Punti essenziali, su cui già pesa la questione del dissequestro penale degli impianti dell’area a caldo, in assenza del quale – come denunciato stamattina dalla Fiom – non potrà concludersi l’iter sui futuri assetti societari, allontanando di fatto l’entrata di Invitalia nel capitale sociale di Acciaierie d’Italia. Un nodo che è essenziale sciogliere, ma su cui Palombella sembra scettico: “la closing dei fatti rischia di saltare: il termine previsto dalla magistratura per il dissequestro è fissato a maggio 2023, mentre – da accordi – l’ingresso di Invitalia è previsto per maggio 2022. I commissari straordinari hanno chiesto di anticiparlo, sostenendo di aver fatto il 90% delle migliorie necessarie, ma rimane comunque un 10% di non fatto che potrebbe essere un ostacolo significativo”.

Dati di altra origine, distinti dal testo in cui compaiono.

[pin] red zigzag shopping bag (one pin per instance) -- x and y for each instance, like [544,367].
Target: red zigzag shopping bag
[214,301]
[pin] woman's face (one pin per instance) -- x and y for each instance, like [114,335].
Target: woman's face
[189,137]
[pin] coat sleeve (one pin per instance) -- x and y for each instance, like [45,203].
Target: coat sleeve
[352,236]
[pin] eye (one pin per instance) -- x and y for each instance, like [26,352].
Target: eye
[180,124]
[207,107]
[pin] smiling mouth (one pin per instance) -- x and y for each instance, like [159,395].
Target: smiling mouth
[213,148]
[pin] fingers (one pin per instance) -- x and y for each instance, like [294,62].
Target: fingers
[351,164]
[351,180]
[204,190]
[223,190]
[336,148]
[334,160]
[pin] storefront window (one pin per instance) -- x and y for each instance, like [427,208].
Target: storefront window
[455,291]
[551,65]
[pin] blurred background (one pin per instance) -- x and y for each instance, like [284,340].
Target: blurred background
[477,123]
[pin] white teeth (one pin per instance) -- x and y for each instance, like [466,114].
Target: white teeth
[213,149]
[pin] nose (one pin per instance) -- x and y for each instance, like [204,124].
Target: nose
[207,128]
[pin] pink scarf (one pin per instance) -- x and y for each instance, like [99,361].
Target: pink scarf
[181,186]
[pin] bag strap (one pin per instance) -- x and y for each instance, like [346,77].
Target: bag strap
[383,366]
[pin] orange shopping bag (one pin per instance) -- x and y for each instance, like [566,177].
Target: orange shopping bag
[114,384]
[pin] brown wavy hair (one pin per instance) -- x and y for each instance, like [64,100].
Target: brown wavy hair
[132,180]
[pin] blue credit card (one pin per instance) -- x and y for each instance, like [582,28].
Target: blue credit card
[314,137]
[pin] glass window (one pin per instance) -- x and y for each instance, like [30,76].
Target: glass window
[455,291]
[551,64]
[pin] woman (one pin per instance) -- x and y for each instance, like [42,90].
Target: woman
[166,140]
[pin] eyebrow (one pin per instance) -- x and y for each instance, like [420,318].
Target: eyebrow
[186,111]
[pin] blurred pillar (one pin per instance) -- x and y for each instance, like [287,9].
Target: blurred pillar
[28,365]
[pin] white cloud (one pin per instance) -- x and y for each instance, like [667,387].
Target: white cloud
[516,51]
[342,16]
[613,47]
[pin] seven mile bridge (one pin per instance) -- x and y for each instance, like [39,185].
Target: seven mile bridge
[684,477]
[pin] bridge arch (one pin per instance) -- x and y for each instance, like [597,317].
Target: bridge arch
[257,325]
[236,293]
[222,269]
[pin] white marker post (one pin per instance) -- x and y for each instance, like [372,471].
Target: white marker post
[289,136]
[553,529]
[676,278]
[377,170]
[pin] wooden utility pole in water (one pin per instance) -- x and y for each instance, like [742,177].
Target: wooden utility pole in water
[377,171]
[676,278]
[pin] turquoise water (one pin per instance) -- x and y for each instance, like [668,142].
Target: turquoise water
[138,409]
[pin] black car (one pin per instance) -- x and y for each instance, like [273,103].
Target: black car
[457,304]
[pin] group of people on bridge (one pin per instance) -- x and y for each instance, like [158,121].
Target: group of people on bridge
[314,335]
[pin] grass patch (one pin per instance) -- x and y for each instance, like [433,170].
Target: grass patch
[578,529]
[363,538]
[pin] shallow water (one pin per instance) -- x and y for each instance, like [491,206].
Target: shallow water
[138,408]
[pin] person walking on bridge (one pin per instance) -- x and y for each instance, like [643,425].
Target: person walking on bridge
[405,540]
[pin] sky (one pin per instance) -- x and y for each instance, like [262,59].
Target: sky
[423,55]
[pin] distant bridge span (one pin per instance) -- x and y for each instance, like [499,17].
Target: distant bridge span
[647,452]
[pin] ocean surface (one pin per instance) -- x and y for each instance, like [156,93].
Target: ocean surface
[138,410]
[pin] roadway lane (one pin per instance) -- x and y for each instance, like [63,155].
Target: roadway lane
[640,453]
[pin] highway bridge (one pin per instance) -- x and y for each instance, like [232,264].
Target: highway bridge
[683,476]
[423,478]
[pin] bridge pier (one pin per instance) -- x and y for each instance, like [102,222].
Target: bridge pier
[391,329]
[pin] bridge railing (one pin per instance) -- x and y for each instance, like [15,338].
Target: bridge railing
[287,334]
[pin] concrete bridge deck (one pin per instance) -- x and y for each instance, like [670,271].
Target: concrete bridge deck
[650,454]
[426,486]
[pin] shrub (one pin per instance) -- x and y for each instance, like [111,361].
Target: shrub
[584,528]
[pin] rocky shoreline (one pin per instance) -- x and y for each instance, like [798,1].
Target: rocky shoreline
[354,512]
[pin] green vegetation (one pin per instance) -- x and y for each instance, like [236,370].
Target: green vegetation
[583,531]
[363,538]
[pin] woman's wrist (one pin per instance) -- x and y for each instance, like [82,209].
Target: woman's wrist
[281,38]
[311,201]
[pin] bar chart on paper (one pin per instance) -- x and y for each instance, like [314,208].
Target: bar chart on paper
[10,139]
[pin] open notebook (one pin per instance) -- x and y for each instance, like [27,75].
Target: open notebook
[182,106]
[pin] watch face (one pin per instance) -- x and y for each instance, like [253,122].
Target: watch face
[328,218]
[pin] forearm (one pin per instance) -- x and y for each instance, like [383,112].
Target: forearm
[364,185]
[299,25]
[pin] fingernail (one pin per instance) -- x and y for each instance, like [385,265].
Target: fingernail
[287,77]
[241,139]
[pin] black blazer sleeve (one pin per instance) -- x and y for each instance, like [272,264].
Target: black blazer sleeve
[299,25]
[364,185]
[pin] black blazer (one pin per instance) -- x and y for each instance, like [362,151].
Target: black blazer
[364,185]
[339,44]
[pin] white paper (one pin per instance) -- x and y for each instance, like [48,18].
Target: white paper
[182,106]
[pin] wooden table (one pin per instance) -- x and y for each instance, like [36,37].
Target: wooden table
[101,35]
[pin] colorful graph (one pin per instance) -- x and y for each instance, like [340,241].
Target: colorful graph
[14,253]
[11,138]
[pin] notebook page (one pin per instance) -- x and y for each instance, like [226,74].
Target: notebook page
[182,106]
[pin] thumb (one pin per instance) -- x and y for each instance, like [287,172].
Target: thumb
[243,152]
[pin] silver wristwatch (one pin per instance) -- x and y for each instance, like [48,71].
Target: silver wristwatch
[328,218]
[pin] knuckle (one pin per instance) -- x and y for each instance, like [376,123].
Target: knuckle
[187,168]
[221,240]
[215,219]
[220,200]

Accanto, altre priorità, a partire dal completamento del piano di ambientalizzazione, “su cui siamo già a un a buon livello, ma si deve accelerare”, fino al necessario “aumento della produzione, in armonia con i parametri ambientali”. A metterle in fila ci pensa Roberto Benaglia, segretario generale Fim, sottolineando che, al netto del silenzio delle istituzioni, il vero tema su cui è vitale continuare a dialogare è che ora, nel momento in cui il “mercato acciaio è in ripresa, Taranto non sta cogliendo l’opportunità”. E allora, incalza il leader delle tute blu della Cisl, “il Governo deve dirci se intende lasciare la partita al prossimo esecutivo o se invece vuole far valere le sue prerogative, chiedendo conto all’azienda delle modalità di gestione”, rendendosi attivamente “responsabile” dell’investimento fatto in Acciaierie d’Italia. È intollerabile, chiosa, che “nel momento in cui tutto il mondo chiede acciaio e ghisa, Taranto trovi delle scuse”.